The cost of reported cybercrime in the U.S. jumped 22% last year to more than $12.5 billion, according to the FBI’s Internet Crime Complaint Center (IC3) 2023 annual report (PDF).
The IC3 received a record 880,418 complaints over the year, up almost 10% on 2022.
While investment fraud and business email compromise (BEC) scams continued to dominate the statistics in terms of the cost to victims, losses from reported ransomware attacks spiked by 74%.
Certain crimes hit specific age groups harder
More than 29,000 complaints about investment fraud were lodged, with losses up 38% to $4.57 billion. Of the money lost in those scams, $3.94 billion related to cryptocurrency fraud, a jump of 53% from the previous year.
The second most expensive type of cybercrime was business email compromise (BEC) attacks, with more than 21,000 complainants reporting losing a total of $2.9 billion to scammers.
Tech/customer support and government impersonation scams were the third-costliest type of crime tracked by IC3, with just under 52,000 victims losing a total of more than $1.3 billion.
Writing in the annual report, FBI executive assistant director Timothy Langan said people in different age groups tended to be impacted by different crimes.
“Victims 30 to 49 years old were the most likely group to report losses from investment fraud, while the elderly accounted for well over half of losses to tech support scams,” he said.

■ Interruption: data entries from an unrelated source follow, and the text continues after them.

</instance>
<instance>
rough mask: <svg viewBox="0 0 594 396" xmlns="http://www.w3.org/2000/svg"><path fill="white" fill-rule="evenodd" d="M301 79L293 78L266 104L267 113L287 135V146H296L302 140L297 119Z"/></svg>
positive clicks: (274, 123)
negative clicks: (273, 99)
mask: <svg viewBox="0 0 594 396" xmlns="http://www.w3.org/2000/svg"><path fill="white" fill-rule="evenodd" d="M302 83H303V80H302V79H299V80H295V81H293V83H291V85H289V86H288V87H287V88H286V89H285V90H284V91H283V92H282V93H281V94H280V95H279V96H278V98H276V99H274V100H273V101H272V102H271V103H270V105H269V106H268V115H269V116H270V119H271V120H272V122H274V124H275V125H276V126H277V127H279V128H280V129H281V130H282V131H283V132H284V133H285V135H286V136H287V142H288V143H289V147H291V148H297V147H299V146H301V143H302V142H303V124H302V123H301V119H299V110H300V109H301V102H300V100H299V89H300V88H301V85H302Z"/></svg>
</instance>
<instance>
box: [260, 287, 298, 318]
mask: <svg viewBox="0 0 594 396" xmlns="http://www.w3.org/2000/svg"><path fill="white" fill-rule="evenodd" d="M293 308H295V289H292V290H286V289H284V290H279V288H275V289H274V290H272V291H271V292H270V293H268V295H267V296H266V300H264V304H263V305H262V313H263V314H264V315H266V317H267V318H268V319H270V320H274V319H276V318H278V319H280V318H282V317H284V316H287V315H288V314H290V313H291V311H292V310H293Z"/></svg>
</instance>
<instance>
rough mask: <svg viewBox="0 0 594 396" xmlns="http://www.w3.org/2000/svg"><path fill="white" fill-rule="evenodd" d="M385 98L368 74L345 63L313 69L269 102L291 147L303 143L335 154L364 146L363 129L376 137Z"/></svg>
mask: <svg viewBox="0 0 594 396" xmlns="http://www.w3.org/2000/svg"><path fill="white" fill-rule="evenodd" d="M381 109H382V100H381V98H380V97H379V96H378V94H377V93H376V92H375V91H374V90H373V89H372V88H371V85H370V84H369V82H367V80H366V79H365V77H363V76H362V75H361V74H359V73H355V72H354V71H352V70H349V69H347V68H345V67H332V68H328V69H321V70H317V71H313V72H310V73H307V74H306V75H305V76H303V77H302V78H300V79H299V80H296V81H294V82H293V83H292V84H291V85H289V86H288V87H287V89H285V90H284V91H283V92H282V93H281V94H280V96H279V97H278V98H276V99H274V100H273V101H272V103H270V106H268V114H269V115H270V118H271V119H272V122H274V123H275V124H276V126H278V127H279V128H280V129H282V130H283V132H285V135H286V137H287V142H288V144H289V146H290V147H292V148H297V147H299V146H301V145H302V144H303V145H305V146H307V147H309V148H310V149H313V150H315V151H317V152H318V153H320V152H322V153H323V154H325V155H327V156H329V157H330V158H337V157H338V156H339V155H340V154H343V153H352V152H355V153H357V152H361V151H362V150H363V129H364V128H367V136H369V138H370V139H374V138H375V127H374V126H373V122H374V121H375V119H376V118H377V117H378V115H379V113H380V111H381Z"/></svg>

Cost of ransomware attacks jumps 74%
The number of ransomware incidents reported to IC3 last year was up 18% to 2,825. More significantly, the cost of those attacks leapt 74% to $59.6 million.
Just under 1,200 ransomware attacks were reported by organizations in the 16 designated critical infrastructure sectors. The most targeted sector was healthcare and public health (249 reports), followed by critical manufacturing (218), and government facilities (156).
Of the 16 critical infrastructure sectors, 14 reported at least one ransomware attack during 2023.
“Cybercriminals continue to adjust their tactics, and the FBI has observed emerging ransomware trends, such as the deployment of multiple ransomware variants against the same victim and the use of data-destruction tactics to increase pressure on victims to negotiate,” Langan said.
The ransomware groups believed responsible for carrying out the most reported attacks were LockBit (credited with 175 attacks), ALPHV/BlackCat (100), Akira (95), Royal (63) and Black Basta (41).
Those figures are likely to differ significantly next year given LockBit’s operation was taken down by a major international law enforcement taskforce last month, while ALPHV/BlackCat appeared to put itself out of business this week in what is likely an exit scam.
Losses likely much higher than reported
The total value of losses suffered by U.S. cybercrime victims last year is likely to be considerably more than the $12.5 billion indicated by the reports filed with IC3.
The $59.6 million cost of reported American ransomware attacks appears to underrepresent the true extent of the crime, given that Chainalysis tracked $1.1 billion in ransomware payments globally during 2023.
The Justice Department estimates that only about 15% of fraud victims report their crime and Langan indicated that the FBI’s experience with ransomware reporting put it in a similar ballpark.
“Consider that when the FBI recently infiltrated the Hive ransomware group’s infrastructure (in January 2023), we found that only about 20% of Hive’s victims reported to law enforcement,” he said. “More reporting from victims would mean superior insight for the FBI.”